Maybe it’s Noel nostalgia, but we find ourselves reminiscing about BMJ offerings from Yuletides past, which brought us studies reporting that 0.5 percent of U.S. births are to (self-reported) virgins, determining how long a box of chocolates lasts on a hospital ward, or investigating Nintendo injuries.

I agree with her stern:

Note to BMJ editors: Fatal motorcycle crashes, old people falling, and joint pain — three of this year’s Christmas issue studies — do not qualify as “lighthearted.”

My all-time favorite BMJ Christmas article

Parachute use to prevent death and major trauma related to gravitational challenge: systematic review of randomised controlled trials

 

With its conclusions:

As with many interventions intended to prevent ill health, the effectiveness of parachutes has not been subjected to rigorous evaluation by using randomised controlled trials. Advocates of evidence based medicine have criticised the adoption of interventions evaluated by using only observational data. We think that everyone might benefit if the most radical protagonists of evidence based medicine organised and participated in a double blind, randomised, placebo controlled, crossover trial of the parachute.

The brief article is actually a great way to start a serious discussion of randomized trials with a laugh.
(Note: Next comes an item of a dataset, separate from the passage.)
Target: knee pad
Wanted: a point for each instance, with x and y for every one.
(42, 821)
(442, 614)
Parachutist-splashWe can all agree that we wouldn’t participate in a randomized trial of parachutes. Any effort to conduct a systematic review and meta-analysis of such studies would answer up , formally speaking, as a failed meta-analysis. We we could start with a rigorous systematic search, but still end up with no studies to provide effect sizes. That’s not a bad thing, especially one as an alternative to making recommendations on weak or nonexistent data.

I would like to see a lot more formally declared failed meta-analyses by the Cochrane collaboration.  Clearly labeled failed meta-analyses much preferable to recommendations consumers and policymakers for treatments based on a small collection of methodologically weak and underpowered trials. It happens just too much.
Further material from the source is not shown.